Minassian ha poi ringraziato il Pontefice per le sue parole “cariche di affetto e di amore verso il nostro popolo Armeno, che durante i secoli passati, ha dato alla chiesa milioni di martiri e che ancora oggi continua a subire sofferenza e persecuzioni per la propria fede e per la sua appartenenza identitaria”.
“Grazie Papa Francesco per questi momenti così spiritualmente preziosi, offertici”, ha detto; “questo grazie sorge dai cuori dei figli di questa terra martoriata, figli di un popolo che credono ancora nella Risurrezione e che hanno testimoniato e testimoniano ancora la loro fedeltà al Vangelo, anche con il sangue. Figli che hanno messo tutta la loro speranza nella croce, tant’è che sono chiamati adoratori della croce”.
Il popolo armeno – ha aggiunto l’arcivescovo – “testimonia la sua appartenenza al popolo di Dio non solo nel martirio, ma anche nella vita quotidiana, nella famiglia, nella società, nella politica e nella vita vissuta, anche se non sono pochi i problemi da affrontare, a cominciare da quelli legati alla Famiglia, quel nucleo fondamentale della società, che deve combattere i mali e le anomalie del secolo”.

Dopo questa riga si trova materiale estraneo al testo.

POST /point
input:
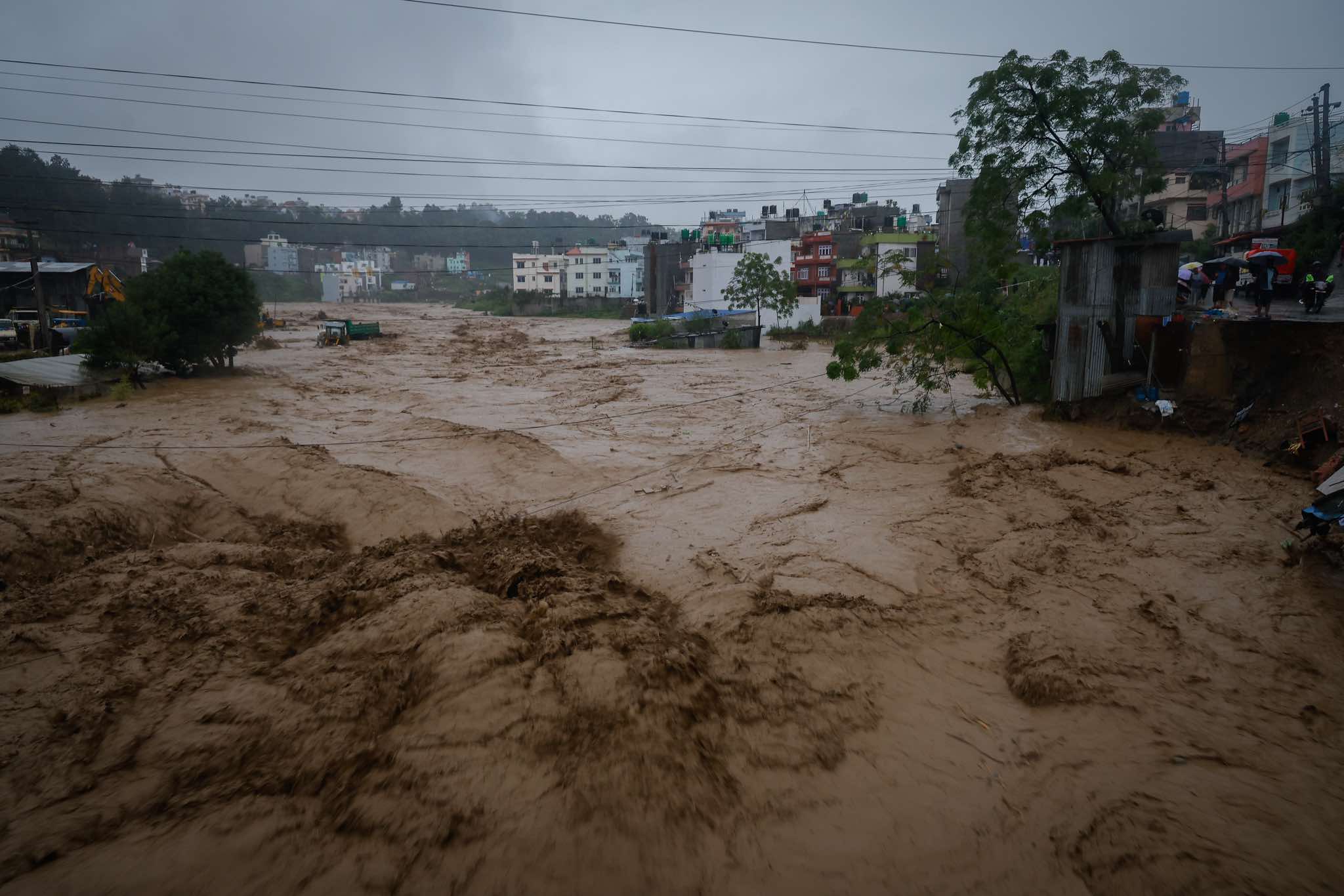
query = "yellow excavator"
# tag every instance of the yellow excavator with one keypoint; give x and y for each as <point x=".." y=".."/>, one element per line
<point x="104" y="285"/>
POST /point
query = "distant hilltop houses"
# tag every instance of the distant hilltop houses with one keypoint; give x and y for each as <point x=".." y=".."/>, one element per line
<point x="828" y="249"/>
<point x="348" y="273"/>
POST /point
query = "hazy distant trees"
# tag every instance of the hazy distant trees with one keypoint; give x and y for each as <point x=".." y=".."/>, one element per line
<point x="87" y="219"/>
<point x="192" y="311"/>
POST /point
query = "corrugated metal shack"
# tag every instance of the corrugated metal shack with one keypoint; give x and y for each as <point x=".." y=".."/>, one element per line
<point x="64" y="285"/>
<point x="1105" y="285"/>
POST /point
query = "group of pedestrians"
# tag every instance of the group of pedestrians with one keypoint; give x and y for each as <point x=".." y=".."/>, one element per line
<point x="1194" y="284"/>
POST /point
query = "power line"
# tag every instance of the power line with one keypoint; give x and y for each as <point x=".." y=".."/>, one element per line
<point x="427" y="157"/>
<point x="820" y="43"/>
<point x="421" y="174"/>
<point x="476" y="100"/>
<point x="699" y="455"/>
<point x="456" y="112"/>
<point x="455" y="128"/>
<point x="602" y="418"/>
<point x="383" y="152"/>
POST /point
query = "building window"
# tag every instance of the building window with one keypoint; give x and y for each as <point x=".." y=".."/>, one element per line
<point x="1278" y="152"/>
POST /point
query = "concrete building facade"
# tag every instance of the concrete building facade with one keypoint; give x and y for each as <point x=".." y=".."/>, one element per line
<point x="665" y="274"/>
<point x="586" y="270"/>
<point x="1245" y="188"/>
<point x="711" y="272"/>
<point x="1288" y="171"/>
<point x="538" y="273"/>
<point x="952" y="197"/>
<point x="625" y="274"/>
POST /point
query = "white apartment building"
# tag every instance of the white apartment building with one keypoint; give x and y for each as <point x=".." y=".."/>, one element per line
<point x="1288" y="171"/>
<point x="711" y="272"/>
<point x="538" y="273"/>
<point x="350" y="281"/>
<point x="586" y="270"/>
<point x="625" y="274"/>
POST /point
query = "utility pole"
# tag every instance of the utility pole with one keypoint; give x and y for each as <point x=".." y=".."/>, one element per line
<point x="1316" y="138"/>
<point x="1222" y="209"/>
<point x="1326" y="133"/>
<point x="34" y="260"/>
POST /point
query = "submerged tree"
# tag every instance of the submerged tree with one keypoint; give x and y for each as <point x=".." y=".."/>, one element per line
<point x="194" y="310"/>
<point x="1037" y="132"/>
<point x="983" y="329"/>
<point x="759" y="284"/>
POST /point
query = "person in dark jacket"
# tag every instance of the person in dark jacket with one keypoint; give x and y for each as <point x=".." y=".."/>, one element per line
<point x="1316" y="288"/>
<point x="1264" y="289"/>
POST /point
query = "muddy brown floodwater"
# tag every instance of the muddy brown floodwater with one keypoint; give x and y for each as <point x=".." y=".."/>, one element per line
<point x="791" y="641"/>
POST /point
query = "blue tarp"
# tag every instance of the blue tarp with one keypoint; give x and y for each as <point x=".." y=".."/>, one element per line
<point x="696" y="314"/>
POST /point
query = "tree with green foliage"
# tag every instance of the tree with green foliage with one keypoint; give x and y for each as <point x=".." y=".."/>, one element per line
<point x="1037" y="132"/>
<point x="759" y="284"/>
<point x="983" y="329"/>
<point x="194" y="310"/>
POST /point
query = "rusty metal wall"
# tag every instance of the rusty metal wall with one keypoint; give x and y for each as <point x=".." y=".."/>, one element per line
<point x="1086" y="297"/>
<point x="1113" y="283"/>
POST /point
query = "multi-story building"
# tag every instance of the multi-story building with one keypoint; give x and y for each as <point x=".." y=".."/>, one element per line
<point x="14" y="242"/>
<point x="1245" y="187"/>
<point x="586" y="270"/>
<point x="1182" y="205"/>
<point x="667" y="274"/>
<point x="350" y="281"/>
<point x="723" y="223"/>
<point x="276" y="255"/>
<point x="459" y="264"/>
<point x="1290" y="171"/>
<point x="882" y="270"/>
<point x="952" y="197"/>
<point x="710" y="272"/>
<point x="538" y="273"/>
<point x="815" y="272"/>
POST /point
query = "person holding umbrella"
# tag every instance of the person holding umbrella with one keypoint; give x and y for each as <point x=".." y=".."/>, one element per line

Di qui l’auspicio che la visita del Santo Padre “possa essere seme di una vera unità, ecclesiale e nazionale ed un cammino verso l’unica meta che è quella del Risorto e della sua preghiera Ut unum sint”. Essa, ha sottolineato l’ordinario, è “un atto di amore che ci incoraggia tutti, chiesa, fedeli ed istituzioni, a rimanere saldi nella fede, in quanto figli della prima nazione cristiana al mondo ed a difendere questa nostra appartenenza testimoniando le nostre tradizioni e la nostra identità di popolo che aspira alla pace ed alla fratellanza”.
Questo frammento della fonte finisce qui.